Depuis que le petit train chemine dans ce site enchanteur il en a appris les faiblesses saisonnières qu’il affronte avec courage. Grisailles de l'automne lorsque le vent coulis de la mer, humide et froid, fait frissonner les rares passants, ombres pressées, emmitouflés dans leurs burnous ou leurs longues capes de laine bleue. Humidité condensée des poêles à pétrole lampant coulant le long des murs sur les carrelages austères et froids. Relative rigueur de l’hiver lorsque le givre du matin fleurit sur les carreaux et que la boue des chemins non goudronnés près de la gare colle aux babouches. Journées monotones et infiniment tristes de crachin où le ciel et la mer se marient dans un gris délavé, gommant toute ligne d'horizon. Journées aussi de tempête où le vent fait vibrer les grilles forgées des fenêtres et défrise la mer, ébouriffant les vagues qu'il gonfle et vaporise en embruns lactés. Les barques, alors, soupirent, tirées sur la plage, fesses en l'air, et les bateaux s'agitent dans le claquement des haubans sur les mâts, se faisant tout petits, blottis derrière la jetée du port sur laquelle à grand bruit rageur les paquets d'eau verte en ébullition viennent exploser avec colère.

Ce n'est donc qu’au fil des saisons que se découvre la réalité d'un lieu que le soleil transfigure, transmute miraculeusement en un paradis d'été.

Le tortillard repart enfin pour se laisser glisser avec soulagement dans la pente douce de l'autre côté de la colline, vers la petite cité de La Marsa, "le port". Cette bourgade n'a pour elle que le charme estival des cités de bord de mer.

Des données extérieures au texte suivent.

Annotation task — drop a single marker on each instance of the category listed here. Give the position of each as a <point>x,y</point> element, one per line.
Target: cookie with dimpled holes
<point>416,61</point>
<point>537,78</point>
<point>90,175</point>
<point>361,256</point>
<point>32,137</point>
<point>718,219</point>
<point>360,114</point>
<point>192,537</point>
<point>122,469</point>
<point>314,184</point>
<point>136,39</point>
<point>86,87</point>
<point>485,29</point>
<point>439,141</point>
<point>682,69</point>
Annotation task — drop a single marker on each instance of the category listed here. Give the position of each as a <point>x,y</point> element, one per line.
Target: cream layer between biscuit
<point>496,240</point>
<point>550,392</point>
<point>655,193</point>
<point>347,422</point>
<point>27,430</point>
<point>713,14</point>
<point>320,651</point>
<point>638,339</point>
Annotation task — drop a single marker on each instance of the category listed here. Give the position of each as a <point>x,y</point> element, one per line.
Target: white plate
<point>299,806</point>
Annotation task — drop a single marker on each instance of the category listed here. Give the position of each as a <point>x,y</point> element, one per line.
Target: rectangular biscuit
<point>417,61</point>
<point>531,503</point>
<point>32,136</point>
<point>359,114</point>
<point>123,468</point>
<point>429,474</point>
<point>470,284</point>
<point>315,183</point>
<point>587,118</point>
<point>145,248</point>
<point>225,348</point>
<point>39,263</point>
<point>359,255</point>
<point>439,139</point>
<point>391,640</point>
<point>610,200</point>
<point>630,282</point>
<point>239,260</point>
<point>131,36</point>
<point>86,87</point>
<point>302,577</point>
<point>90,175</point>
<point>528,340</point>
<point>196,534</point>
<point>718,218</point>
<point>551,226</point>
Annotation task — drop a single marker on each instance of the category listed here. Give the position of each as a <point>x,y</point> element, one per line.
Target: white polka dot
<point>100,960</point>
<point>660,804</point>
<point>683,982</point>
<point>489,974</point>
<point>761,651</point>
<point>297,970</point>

Elle est appréciée par des citadins à la recherche d’une bouffée de fraîcheur lorsque, dans la fournaise d’août, l'air de Tunis est irrespirable et moite, semblable à la vapeur d’une Cocotte-minute rendue nauséabonde par les marais d'alentours.

La voie ferrée s’arrête sur un buttoir insolite à deux pas du centre du village. Tout le monde descend. L’assaut de ceux qui s'en reviennent vers la capitale ou les autres bourgs de banlieue reprend alors. Et chacun se précipite, s’empresse, bouscule, s'agrippe pour conquérir et défendre son coin de banquette de bois...

Les enfants grimpent sur les tampons, les attelages ou sur les marchepieds, en grappe bruyante d'où se détache parfois un maladroit, pour atterrir électrocuté sur les voies électrifiées, brûlé en deux bandes parallèles... Les chirurgiens de Tunis connaissent bien cette "pathologie du TGM"... Car ce tortillard particulier, rames d’un métropolitain parisien transplantées, équipage anachronique mais toujours valeureux, est appelé "T.G.M." comme abréviation de "Tunis-Goulette-Marsa"...

C’est de ce « T-G-M » qu’elle a pris ce matin-là, rassemblant tout son courage pour affronter ses souvenirs, que la femme descend. Un voyage lentement mûri, entrepris après bien des années, pour conjurer un passé douloureux. Elle a, dans cette cohue bruyante, l’indifférence monolithique et le regard perdu des statues. Sa démarche d’automate et la rigidité des ses traits fins et réguliers cache une angoisse contenue et une grande peur d’elle-même paradoxalement doublée d’une indéfinissable et exquise mélancolie.